Anomalie che passeranno sotto silenzio.
Da cittadino, tendo a fidarmi di più dei numeri relativi a chi chiama la app “YouPol” perché è davvero in pericolo e vuole un intervento delle forze dell’ordine, rispetto a numeri forniti da servizi non controllabili, non verificabili a cui si rivolgono persone che magari chiedono informazioni o segnalano situazioni blandamente critiche. Uomo o donna, se sei in pericolo, chiami la Polizia, mica un ufficio informazioni (questo è Telefono Rosa). Ecco dunque un aspetto dell’aberrazione: quelli di Telefono Rosa sono dati privi di ogni rilevanza statistica, smentiti dai dati reali e tuttavia acquisiti dall’ISTAT, dalle istituzioni e da tutta l’informazione pubblica come qualcosa di significativo.

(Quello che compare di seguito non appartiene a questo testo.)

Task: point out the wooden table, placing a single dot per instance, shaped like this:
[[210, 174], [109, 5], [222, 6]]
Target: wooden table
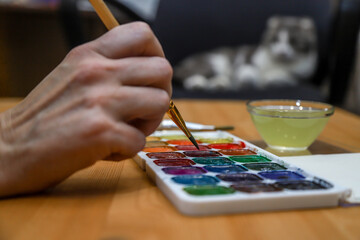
[[113, 201]]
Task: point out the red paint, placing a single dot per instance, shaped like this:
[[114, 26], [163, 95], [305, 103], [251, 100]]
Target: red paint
[[237, 152], [191, 147], [181, 142], [174, 162], [159, 149], [227, 145], [202, 154]]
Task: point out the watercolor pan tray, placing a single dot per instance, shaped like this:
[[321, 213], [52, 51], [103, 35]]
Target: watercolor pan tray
[[230, 175]]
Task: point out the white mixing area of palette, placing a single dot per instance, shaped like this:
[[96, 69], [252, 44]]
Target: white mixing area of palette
[[340, 168]]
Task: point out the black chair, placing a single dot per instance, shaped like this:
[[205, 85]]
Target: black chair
[[189, 26]]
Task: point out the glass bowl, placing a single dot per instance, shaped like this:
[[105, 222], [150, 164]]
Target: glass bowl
[[289, 125]]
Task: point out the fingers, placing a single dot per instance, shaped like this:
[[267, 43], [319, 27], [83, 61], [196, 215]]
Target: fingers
[[155, 72], [133, 39]]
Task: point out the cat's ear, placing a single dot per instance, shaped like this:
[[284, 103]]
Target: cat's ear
[[273, 22], [307, 23]]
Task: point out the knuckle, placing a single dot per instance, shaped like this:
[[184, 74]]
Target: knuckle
[[77, 52], [143, 30], [89, 71], [98, 124]]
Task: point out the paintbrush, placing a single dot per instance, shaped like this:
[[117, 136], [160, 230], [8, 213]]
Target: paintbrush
[[110, 22]]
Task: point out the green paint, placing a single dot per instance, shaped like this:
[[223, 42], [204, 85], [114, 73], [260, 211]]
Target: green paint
[[208, 190], [249, 158], [213, 160]]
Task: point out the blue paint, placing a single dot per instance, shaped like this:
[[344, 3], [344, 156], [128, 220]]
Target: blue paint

Di nuovo dunque, in modo involontario come nel 2018, e grazie al nostro precedente monitoraggio della app YouPol, si svela la realtà delle cose, con un ridimensionamento netto della versione che viene trasmessa dai portatori di interesse e dai media. Siamo a 90 chiamate d’emergenza al mese, 3 al giorno su tutto il territorio nazionale. Ecco perché, ora si può dire, la Polizia di Stato non ci ha fatto avere i dati a suo tempo. Non tanto per evitare di “bruciare” i dati della brochure in uscita, quanto perché la risultante è scomoda assai, dato che contrasta con l’asserito aumento del millemila per cento delle segnalazioni dichiarate da Telefono Rosa. I dati “YouPol” sono insomma roba da far saltare tutta la narrativa delle donne recluse con gli aguzzini, della violenza dilagante contro le donne, dell’emergenza nazionale e di tutto l’armamentario propagandistico che ben conosciamo. Numeri piccoli, microscopici ma reali, che frantumano un gigantesco giocattolo concepito solo per macinare soldi e potere, e per alimentare clientele.